Millennial ellende
In een klooster waar nu alles gebeurt wat er vroeger verboden was, wonen mijn vrienden, ik en honderd vreemden.
Vriendschap is een dynamisch spel waarvan ik de regels niet
altijd even goed begrijp, maar ik doe mijn best. Ze zeggen dat je aantrekt wat je uitstraalt, dus zou dat betekenen dat mijn vrienden misschien wel net zo verdwaald zijn in de wereld als ik. Al weten we dat zelf niet altijd.
Want met ons gaat het altijd goed, als je ernaar vraagt. Het gaat zelfs fenomenaal; we hebben een gerespecteerde starters functie en verdienen meer dan ooit. Soms, heel uitzonderlijk, vragen we aan elkaar; “Maar, hoe gaat het nou echt met je?”. Dan
schieten onze ogen lichtelijk paniekerig en wellicht wat
aarzelend door de ruimte. Want, we weten eigenlijk niet
wanneer het nou echt goed met ons gaat, of dit het leven is wat ons gelukkig laat voelen. Dit is het moment van de waarheid; de beruchte onbeantwoorde vraagtekens. Ze schreeuwen er niet om, zeggen zelfs niets, maar creëren lichtelijke chaos in alles dat we denken te zijn.

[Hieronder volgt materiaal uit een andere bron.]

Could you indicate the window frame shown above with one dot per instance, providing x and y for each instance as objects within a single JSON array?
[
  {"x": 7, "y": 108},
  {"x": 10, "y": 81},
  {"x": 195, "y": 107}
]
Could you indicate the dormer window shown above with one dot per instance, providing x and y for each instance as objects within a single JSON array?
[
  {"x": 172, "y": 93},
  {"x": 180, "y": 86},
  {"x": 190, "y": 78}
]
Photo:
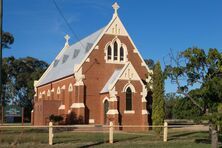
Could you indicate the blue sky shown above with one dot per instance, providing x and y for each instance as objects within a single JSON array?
[{"x": 156, "y": 26}]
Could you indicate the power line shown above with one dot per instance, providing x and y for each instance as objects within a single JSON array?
[{"x": 67, "y": 23}]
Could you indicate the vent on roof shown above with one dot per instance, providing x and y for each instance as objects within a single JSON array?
[
  {"x": 64, "y": 59},
  {"x": 55, "y": 63},
  {"x": 75, "y": 54},
  {"x": 88, "y": 46}
]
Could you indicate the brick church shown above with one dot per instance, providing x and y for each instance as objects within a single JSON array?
[{"x": 99, "y": 79}]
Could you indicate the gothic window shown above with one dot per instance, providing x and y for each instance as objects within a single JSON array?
[
  {"x": 115, "y": 51},
  {"x": 128, "y": 99},
  {"x": 109, "y": 53},
  {"x": 121, "y": 54}
]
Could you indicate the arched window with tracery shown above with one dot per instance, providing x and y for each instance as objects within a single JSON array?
[
  {"x": 121, "y": 54},
  {"x": 115, "y": 55},
  {"x": 129, "y": 99},
  {"x": 109, "y": 52}
]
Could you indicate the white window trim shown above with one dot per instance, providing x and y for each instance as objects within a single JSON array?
[
  {"x": 129, "y": 111},
  {"x": 111, "y": 44}
]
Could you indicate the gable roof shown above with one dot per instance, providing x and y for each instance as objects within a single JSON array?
[
  {"x": 64, "y": 63},
  {"x": 63, "y": 70}
]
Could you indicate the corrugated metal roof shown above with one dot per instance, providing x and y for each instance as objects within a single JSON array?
[
  {"x": 64, "y": 64},
  {"x": 111, "y": 80}
]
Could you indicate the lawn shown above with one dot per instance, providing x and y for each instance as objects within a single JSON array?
[{"x": 36, "y": 138}]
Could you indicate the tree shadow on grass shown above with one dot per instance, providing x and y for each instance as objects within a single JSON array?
[
  {"x": 115, "y": 141},
  {"x": 204, "y": 141},
  {"x": 66, "y": 141},
  {"x": 177, "y": 136}
]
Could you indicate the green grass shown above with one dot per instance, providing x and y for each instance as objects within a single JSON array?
[{"x": 38, "y": 138}]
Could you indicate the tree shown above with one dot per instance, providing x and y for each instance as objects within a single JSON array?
[
  {"x": 158, "y": 113},
  {"x": 18, "y": 80},
  {"x": 195, "y": 67},
  {"x": 7, "y": 39}
]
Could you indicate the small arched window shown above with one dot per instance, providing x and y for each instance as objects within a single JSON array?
[
  {"x": 128, "y": 99},
  {"x": 109, "y": 52},
  {"x": 115, "y": 51},
  {"x": 121, "y": 54}
]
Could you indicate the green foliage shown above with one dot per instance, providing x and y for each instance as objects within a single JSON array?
[
  {"x": 55, "y": 118},
  {"x": 196, "y": 67},
  {"x": 178, "y": 107},
  {"x": 18, "y": 78},
  {"x": 7, "y": 39},
  {"x": 158, "y": 97}
]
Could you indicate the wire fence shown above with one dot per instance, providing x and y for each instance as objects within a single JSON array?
[{"x": 101, "y": 135}]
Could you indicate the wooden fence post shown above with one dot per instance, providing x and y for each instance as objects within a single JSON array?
[
  {"x": 165, "y": 131},
  {"x": 50, "y": 133},
  {"x": 111, "y": 132}
]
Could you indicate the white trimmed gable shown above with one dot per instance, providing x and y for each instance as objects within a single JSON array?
[{"x": 116, "y": 28}]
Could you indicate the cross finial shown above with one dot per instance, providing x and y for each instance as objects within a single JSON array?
[
  {"x": 67, "y": 37},
  {"x": 115, "y": 7}
]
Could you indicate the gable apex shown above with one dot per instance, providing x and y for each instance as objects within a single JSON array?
[{"x": 116, "y": 28}]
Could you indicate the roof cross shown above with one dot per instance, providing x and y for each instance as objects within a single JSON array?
[
  {"x": 67, "y": 37},
  {"x": 115, "y": 7}
]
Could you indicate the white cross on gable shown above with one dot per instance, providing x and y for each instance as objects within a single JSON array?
[
  {"x": 67, "y": 37},
  {"x": 115, "y": 7}
]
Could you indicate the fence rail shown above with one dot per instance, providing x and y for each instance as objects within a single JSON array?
[{"x": 109, "y": 129}]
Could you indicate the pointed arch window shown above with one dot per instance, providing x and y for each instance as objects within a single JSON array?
[
  {"x": 121, "y": 54},
  {"x": 128, "y": 99},
  {"x": 109, "y": 52},
  {"x": 115, "y": 51}
]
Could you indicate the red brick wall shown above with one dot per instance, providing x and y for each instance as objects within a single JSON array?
[{"x": 97, "y": 72}]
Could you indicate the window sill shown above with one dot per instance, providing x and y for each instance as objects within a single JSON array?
[
  {"x": 129, "y": 112},
  {"x": 115, "y": 62}
]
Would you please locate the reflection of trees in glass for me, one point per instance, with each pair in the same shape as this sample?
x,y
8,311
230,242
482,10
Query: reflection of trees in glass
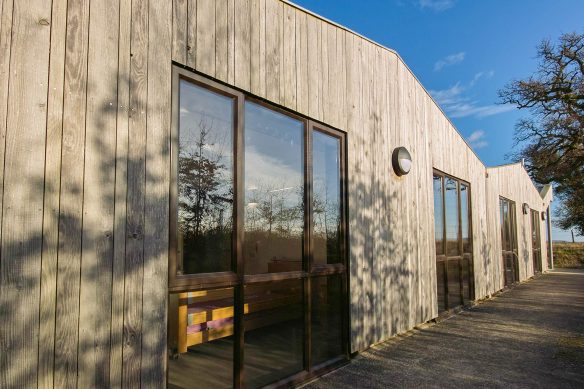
x,y
205,199
327,222
276,209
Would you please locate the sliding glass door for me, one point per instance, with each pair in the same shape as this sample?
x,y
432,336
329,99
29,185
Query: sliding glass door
x,y
452,226
509,240
536,241
257,269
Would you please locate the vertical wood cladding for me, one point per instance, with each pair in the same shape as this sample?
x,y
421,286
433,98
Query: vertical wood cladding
x,y
85,92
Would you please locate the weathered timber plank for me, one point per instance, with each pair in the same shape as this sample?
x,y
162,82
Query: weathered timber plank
x,y
301,63
71,209
23,131
205,37
221,39
121,160
155,284
191,33
272,75
288,80
98,193
313,32
179,30
132,333
242,45
51,195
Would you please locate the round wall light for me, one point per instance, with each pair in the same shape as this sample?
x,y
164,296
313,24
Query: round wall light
x,y
401,161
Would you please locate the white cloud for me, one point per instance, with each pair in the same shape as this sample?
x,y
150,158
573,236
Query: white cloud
x,y
477,140
450,60
436,5
457,105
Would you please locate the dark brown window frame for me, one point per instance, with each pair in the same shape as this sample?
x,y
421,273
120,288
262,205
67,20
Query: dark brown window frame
x,y
512,228
444,257
236,278
536,250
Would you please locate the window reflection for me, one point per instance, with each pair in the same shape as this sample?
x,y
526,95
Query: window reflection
x,y
274,331
452,223
205,180
274,191
326,319
438,215
454,275
464,209
326,198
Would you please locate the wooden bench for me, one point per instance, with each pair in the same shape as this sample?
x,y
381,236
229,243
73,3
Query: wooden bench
x,y
207,315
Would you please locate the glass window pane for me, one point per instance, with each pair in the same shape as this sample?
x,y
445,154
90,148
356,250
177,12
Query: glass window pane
x,y
326,198
452,223
453,283
274,191
274,332
201,339
205,180
326,319
438,215
441,285
464,217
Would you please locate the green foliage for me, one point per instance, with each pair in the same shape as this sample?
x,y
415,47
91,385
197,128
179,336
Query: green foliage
x,y
552,138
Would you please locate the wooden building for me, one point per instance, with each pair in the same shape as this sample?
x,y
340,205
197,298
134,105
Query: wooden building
x,y
201,193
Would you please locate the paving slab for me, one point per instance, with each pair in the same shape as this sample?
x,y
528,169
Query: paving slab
x,y
530,336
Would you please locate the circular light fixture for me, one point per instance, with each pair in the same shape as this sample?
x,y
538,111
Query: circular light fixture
x,y
402,161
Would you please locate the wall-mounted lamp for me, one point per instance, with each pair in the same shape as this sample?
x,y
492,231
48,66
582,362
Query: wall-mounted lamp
x,y
401,161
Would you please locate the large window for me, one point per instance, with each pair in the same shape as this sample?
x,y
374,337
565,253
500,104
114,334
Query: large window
x,y
536,241
509,240
452,227
257,270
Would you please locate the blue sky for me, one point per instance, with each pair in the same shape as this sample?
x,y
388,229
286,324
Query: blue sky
x,y
463,52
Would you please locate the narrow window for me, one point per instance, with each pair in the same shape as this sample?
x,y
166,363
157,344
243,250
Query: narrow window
x,y
205,180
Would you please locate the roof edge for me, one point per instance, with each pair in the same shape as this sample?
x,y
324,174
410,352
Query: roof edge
x,y
399,57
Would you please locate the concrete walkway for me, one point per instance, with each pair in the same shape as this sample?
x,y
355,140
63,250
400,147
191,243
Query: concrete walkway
x,y
530,336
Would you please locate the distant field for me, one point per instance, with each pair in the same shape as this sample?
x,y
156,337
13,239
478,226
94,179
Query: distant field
x,y
569,255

Maar dat terzijde, om even terug te komen op het klooster. De eerste keer dat ik haar bezocht, vond ik het maar een sfeerloze bedoeling. Behalve het trappenhuis; die lijkt soms goud te zijn in de ochtendzon. Je verdwaalt er de eerste paar weken, het is er een doolhof aan blauwe identieke gangen met grijze deuren.
Achter mijn grijze deur bevindt zich een strandhuis, een
torenkamer en soms een eiland. Ik ben allergisch voor IKEA en misschien een van de weinigen hier die materialisme en luxe omzeilt. Het enige waar ik sporadisch in investeer, zijn de
achttien planten die een kleine jungle vormen in mijn kamer. Dit is een gewaardeerde millennial trend; des te meer cactussen je bezit, des te meer waardering voor je interieur ontvangt.
Zoals ik al zei, deel ik dit pand met honderd vreemden; we zijn een soort van samen alleen zoals mensen dat vaak zijn in de stad. Werkelijk, we hebben geen idee wie onze buren zijn terwijl een gipse muur het enige is wat ons van elkaar scheidt.
Van sociale cohesie is geen sprake en het lijkt ons niet te boeien.
De schaarse communicatie rijkt nauwelijks verder dan; “Het wc-papier is op.”, of de vraag die iedereen altijd negeert; “Heeft iemand een stofzuiger te leen?”.
Vervolgens grijp je met tegenzin je stoffer en blik en waan je je als Assepoester over je vieze veertien vierkante meter vinyl vloer.